Looking back, way back to junior high, I strongly felt quality was more important than quantity. I earned the only “D” I ever got in grades 1-12 in Woodshop because I wanted to produce something I could be proud of and the teacher rewarded quantity rather than quality. The more projects students turned out in the quarter, the higher their grade. I threw more projects away than some students made, but I wasn’t about to give my parents something I wasn’t proud of. The shop teacher, seemed more interested in producing students to work in a factory than craftsmen who could make a good piece of furniture.
I’d also like to believe that Pirsig’s correct when he says that
Quality, or its absence, doesn’t reside in either the subject or the object. The real ugliness lies in the relationship between the people who produce the technology and the things they produce, which results in a similar relationship between the people who use the technology and the things they use.
Phaedrus felt that at the moment of pure Quality perception, or not even perception, at the moment of pure Quality, there is no subject and there is no object. There is only a sense of Quality that produces a later awareness of subjects and objects. At the moment of pure quality, subject and object are identical. This is the Tat tvam asi truth of the Upanishads, but it’s also reflected in modern street argot. “Getting with it,” “digging it,” “grooving on it” are all slang reflections of this identity. It is this identity that is the basis of craftsmanship in all the technical arts. And it is this identity that modern, dualistically conceived technology lacks. The creator of it feels no particular sense of identity. with it. The owner of it feels no particular sense of identity with it. The user of it feels no particular sense of identity with it. Hence, by Phaedrus’ definition, it has no Quality.

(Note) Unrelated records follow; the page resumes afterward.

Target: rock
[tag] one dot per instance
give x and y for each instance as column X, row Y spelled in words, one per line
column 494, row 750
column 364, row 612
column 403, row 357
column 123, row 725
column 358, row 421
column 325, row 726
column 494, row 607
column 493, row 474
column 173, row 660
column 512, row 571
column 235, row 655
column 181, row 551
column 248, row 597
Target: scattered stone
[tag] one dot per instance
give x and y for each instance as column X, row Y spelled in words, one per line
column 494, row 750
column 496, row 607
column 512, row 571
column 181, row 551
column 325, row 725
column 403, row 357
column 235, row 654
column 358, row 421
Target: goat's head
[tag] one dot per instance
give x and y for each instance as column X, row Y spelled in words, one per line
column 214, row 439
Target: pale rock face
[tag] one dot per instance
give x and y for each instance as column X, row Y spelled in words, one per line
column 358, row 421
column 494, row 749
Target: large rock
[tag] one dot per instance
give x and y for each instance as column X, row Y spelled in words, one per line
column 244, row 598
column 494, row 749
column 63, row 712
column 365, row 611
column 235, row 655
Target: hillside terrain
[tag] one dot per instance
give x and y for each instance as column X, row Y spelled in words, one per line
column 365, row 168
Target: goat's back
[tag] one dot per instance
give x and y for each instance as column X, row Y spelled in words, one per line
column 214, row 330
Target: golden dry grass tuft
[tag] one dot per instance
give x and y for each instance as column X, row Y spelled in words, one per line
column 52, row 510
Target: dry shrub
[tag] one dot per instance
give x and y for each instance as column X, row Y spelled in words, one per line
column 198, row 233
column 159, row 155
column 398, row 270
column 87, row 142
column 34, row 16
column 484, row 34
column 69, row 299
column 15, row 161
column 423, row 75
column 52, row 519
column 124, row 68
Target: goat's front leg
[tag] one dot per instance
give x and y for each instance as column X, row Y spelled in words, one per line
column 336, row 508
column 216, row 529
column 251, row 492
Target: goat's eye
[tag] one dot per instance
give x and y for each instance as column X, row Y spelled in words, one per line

Making a good piece of furniture is an awful lot like playing a good game of basketball where things just fall into place without ever really thinking about them. Of course, that only happens once you’ve practiced enough to reach a certain skill level. People used to ask me why I didn’t make furniture to sell, and I might have if I’d needed the money, but I felt a real closeness to the best pieces I made, and, the more I live with them the more they are a part of me. I think that’s the reason that traditional craftsmen took pride in their work, it was a part of them.
I agree with when Pirsig when he says that
The way to solve the conflict between human values and technological needs is not to run away from technology That’s impossible. The way to resolve the conflict is to break down the barriers of dualistic thought that prevent a real understanding of what technology is — “not an exploitation of nature, but a fusion of nature and the human spirit into a new kind of creation that transcends both.
I do know that most of the artistic things I’ve done have been made possible because of advances in technology. Working full time as a high school teacher, I didn’t have time to learn skills the way traditional craftsmen did. If I had had to use just hand tools, I could never have made the furniture that I did. I envied Vietnamese carpenters who could create handsome pieces of furniture from packing crates using only the hand tools they carried with them, but it takes a lifetime to learn how to do that and I didn’t have a lifetime.
Nor could I have produced the photos that I post here without a digital camera and Photoshop. I’ve studied watercolors in a junior college, but I didn’t have the time to maintain those skills while teaching and raising kids. Without my computer, not to mention my digital camera, I’d be pretty much limited to snapshots as my parents were.